Somehow that made her feel worse than ever, and after he had crawled through the fence and gone back to his work, she sat there, glum and spiritless. In spite of all that had happened since she’d left Illinois, in spite of all her effort, struggle, and accomplishment, there she was, dismal and alone.
It’s time to think some things over, she decided, returning to her hoe. Randy’s announcement had stunned her—yes, she admitted that—to a new degree of clarity, and her relationship with him, with Garn Landar, too, stood out in bold relief. What had happened, really? There had been, with Randy, the lack of something she needed, a lack that, unspoken though it might have been, had introduced a note of emptiness. Once she’d thought that she didn’t want to be possessed, body and soul, by a man: Yet, she discovered now, perhaps that was exactly what she wanted. And needed. The very brand of quicksilver passion Garn evoked in her, an undeniable exultation that fired her soul and shook her body with its power. But do I really want Garn? she wondered. Or do I think I do now because, having lost Randy, I realize how alone I am?
“The fit’s got to be right,” Myrtle had sai
d.
“You got to take a risk,” Myrtle had said.
Emmalee went on hoeing, thinking, mulling things over and getting nowhere. I’ve always come through before, she told herself. I’ve always been strong. I’ve stuck to my guns. I’ve been brave.
But these truths did not make her feel any better this time. Her earlier challenges had always come from other people, from situations or events, which she’d been able to meet by relying on her inner strength. This time the challenge, the problem, was coming from within herself. She was unhappy with the way her life was going, and she could not make up her mind what to do about it. She would not make a strong soldier, she realized, while at war with herself.
Dark clouds rolled in over the mountains. A storm was coming, but Emmalee barely noticed. She went on hoeing, seeking in physical activity relief from her own torment and indecision. By late afternoon the temperature was falling fast. Emmalee looked up when the first drops of rain struck her. Utterly exhausted, she was faced with having to run back to her cabin to avoid getting soaked.

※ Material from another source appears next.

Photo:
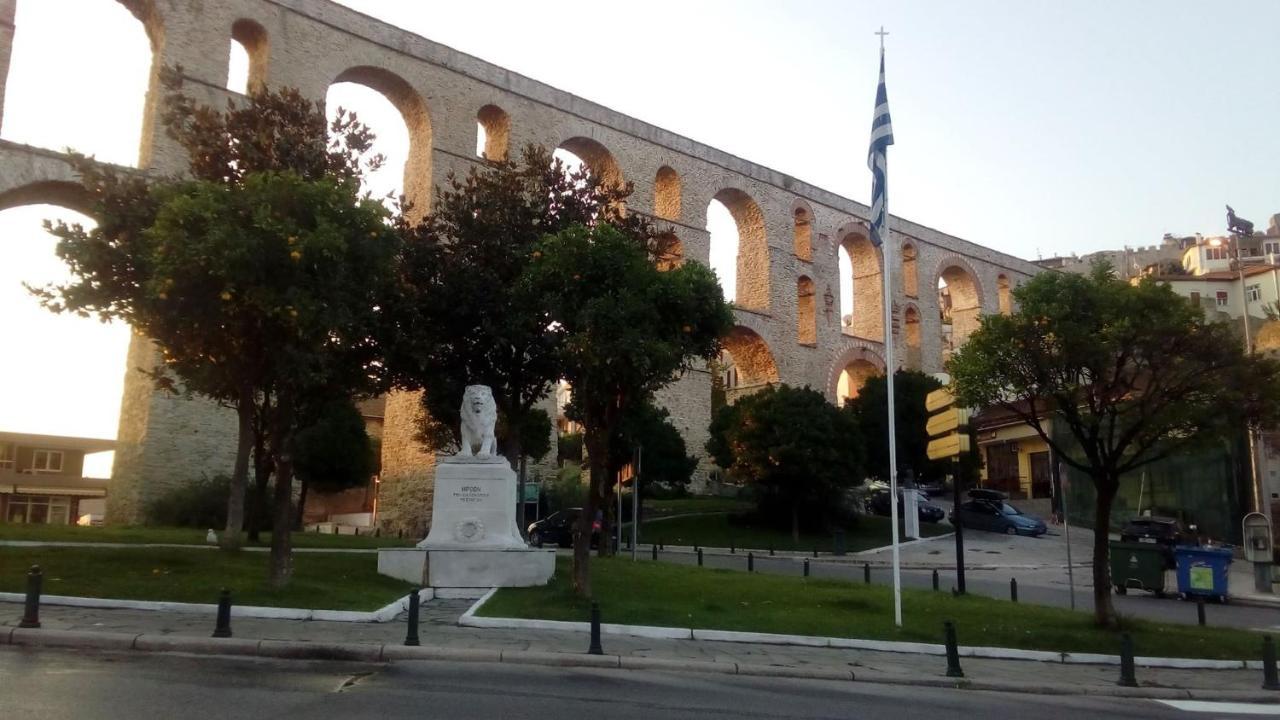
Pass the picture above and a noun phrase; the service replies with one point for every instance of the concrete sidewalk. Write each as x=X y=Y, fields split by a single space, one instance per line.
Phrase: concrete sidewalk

All over Olympia, people had seen the approaching thunderhead and had found shelter. Only Emmalee was left out in the fields, in the rain, alone.
The force of the storm struck when she was scarcely halfway home. Wind-driven sheets of rain soaked through to her skin. The sheer power of the deluge bent her over. She struggled to keep her footing on the slippery ground. It seemed as if she would never reach sanctuary, or know the slightest warmth or peace. It was suddenly all too much for her to bear Randy, Garn, Tell, her farm, money, the storm, everything. Tears filled her eyes, clouded her vision. She stumbled onward, sobbing in grief. Sorrow and loss were no strangers to her, yet never had she been stricken with such a desperate sense of her aloneness. Blinded by rain and tears, she slipped and fell into a deep furrow of mud and running water and lay there for long minutes, howling in helplessness and grief, feeling only half-alive, wondering what to do. She couldn’t think of a single thing.